Modular programming is a strategy applied to the design and development of software systems. It is defined as organizing a large program into small, independent program segments called modules that are separately named and individually callable program units. These modules are carefully integranted to become a software system that satisfies the system requirements. It is basically a “divide and conquer” approach to problem solving.

Modules are identified and designed such that they can be organized into a top-down hierarchical structure (similar to an organization chart). In C, each module refers to a function that is responsible for a single task.

Some characteristics of modular programming are:

  1. Each module should do only one thing.
  2. Communication between modules is allowed only by a calling module.
  3. A module can be called by one and only one higher module.
  4. No communication can take place directly between modules that do not have calling-called relationship.
  5. All modules are designed as single-entry, single-exit systems using control structures.

Elements of User Defined Function

We have discussed and used a variety of data types and variables in our programs so far. However, declaration and use of these variables were primarily done inside the main function.
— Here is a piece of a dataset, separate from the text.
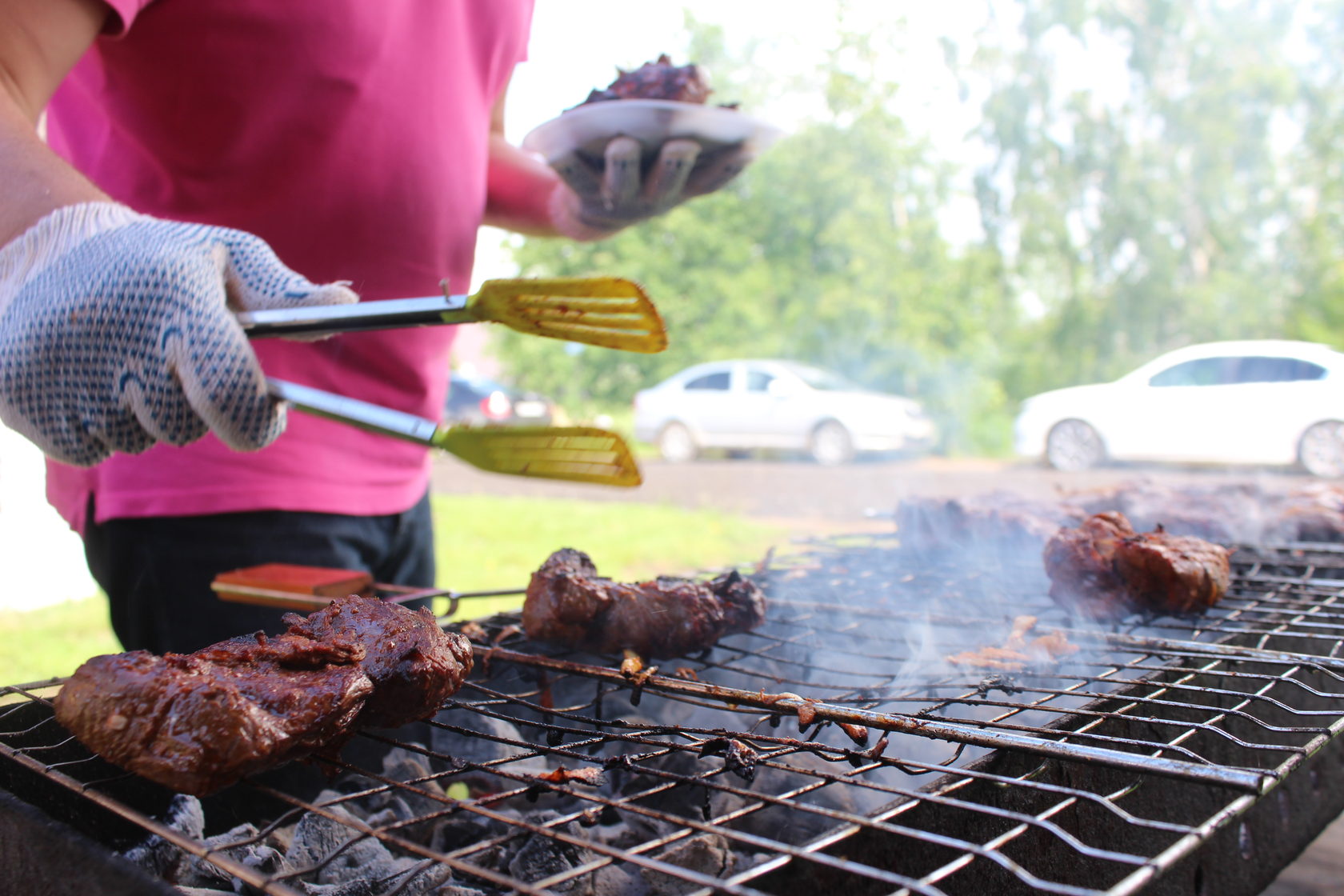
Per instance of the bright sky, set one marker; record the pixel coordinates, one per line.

As we mentioned in Chapter 4, functions are classified as one of the derived data types in C. We can therefore define functions and use them like any other variables in C programs. It is therefore not a surprise to note that there exist some similarities between functions and variables in C.

  • Both function names and variable names are considered identifiers and therefore they must adhere to the rules for identifiers.
  • Like variables, functions have types (such as int) associated with them.
  • Like variables, function names and their types must be declared and defined before they are used in a program.
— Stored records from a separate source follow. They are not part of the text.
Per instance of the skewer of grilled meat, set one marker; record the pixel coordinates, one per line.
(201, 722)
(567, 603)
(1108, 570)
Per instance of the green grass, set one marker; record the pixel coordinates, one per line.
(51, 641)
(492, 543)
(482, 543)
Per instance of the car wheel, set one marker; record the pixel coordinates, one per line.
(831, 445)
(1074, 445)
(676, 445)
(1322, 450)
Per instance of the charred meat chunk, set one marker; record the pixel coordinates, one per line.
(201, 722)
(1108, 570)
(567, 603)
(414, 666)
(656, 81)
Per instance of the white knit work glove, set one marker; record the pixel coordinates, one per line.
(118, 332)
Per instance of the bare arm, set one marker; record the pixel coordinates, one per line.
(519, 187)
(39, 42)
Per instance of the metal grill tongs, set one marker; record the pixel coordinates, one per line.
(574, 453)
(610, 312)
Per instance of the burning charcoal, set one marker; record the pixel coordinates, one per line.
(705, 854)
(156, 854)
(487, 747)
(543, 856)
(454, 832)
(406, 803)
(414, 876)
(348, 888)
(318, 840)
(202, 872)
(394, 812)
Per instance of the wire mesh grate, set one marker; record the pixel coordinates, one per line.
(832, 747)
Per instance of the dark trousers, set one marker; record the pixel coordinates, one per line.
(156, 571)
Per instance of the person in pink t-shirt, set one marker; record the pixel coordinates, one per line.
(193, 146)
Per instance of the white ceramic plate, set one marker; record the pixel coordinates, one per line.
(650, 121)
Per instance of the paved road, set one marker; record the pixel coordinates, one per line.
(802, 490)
In order to make use of a user-defined function, we need to establish three elements that are related to functions.

  1. Function definition.
  2. Function call.
  3. Function declaration.

The function definition is an independent program module that is specially written to implement the requirements of the function. In order to use this function we need to invoke it at a required place in the program. This is known as the function call. The program (or a function) that calls the function is referred to as the calling program or calling function. The calling program should declare any function (like declaration of a variable) that is to be used later in the program. This is known as the function declaration or function prototype.